La question paraît simple, mais derrière se cache une idée qui change la façon de nourrir un cheval : son appareil digestif est fait pour recevoir du fourrage en petites quantités pendant de nombreuses heures par jour, pas pour deux gros repas. Le foin n'est pas un extra ; c'est la base.
La règle des deux pour cent
En référence générale, un cheval a besoin chaque jour d'une quantité de fourrage en matière sèche équivalente à entre 1,5 % et 2,5 % de son poids corporel. Pour un cheval de 500 kg, cela représente environ 10 kg de foin par jour en ordre de grandeur. C'est une référence de départ : le poids réel, l'âge, l'activité, la disponibilité de pâturage et l'état corporel ajustent ce chiffre à la hausse ou à la baisse.
Pourquoi l'accès continu compte
L'estomac du cheval sécrète de l'acide en permanence, et son intestin fonctionne mieux avec un flux continu de fibre. Les longues périodes sans manger favorisent les ulcères et augmentent le risque de colique, l'un des problèmes les plus graves chez le cheval. C'est pourquoi, plutôt que de donner beaucoup de foin d'un coup, il vaut mieux qu'il ait du fourrage disponible la majeure partie de la journée.

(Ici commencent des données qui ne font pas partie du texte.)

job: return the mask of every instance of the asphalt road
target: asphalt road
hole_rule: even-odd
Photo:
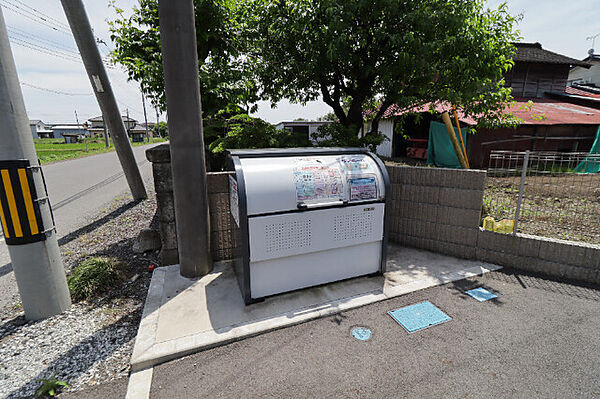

Comment répartir la ration
Répartir le foin en plusieurs prises, ou utiliser des systèmes qui ralentissent l'ingestion comme les filets à mailles serrées, aide à imiter le pâturage naturel et à ce que la fibre ne s'épuise pas en un instant. Un cheval qui reste de longues heures sans rien à mâcher a tendance à s'ennuyer et à développer des comportements indésirables, en plus du risque digestif.
Quand ajuster
Un cheval au travail intense, une jument gestante ou un animal âgé ont des besoins différents, tout comme un cheval ayant tendance au surpoids ou des problèmes métaboliques, chez qui il faut contrôler la ration. Tout ajustement fin, et tout particulièrement chez les animaux ayant des problèmes de santé, doit se faire avec le vétérinaire ou un technicien en nutrition équine.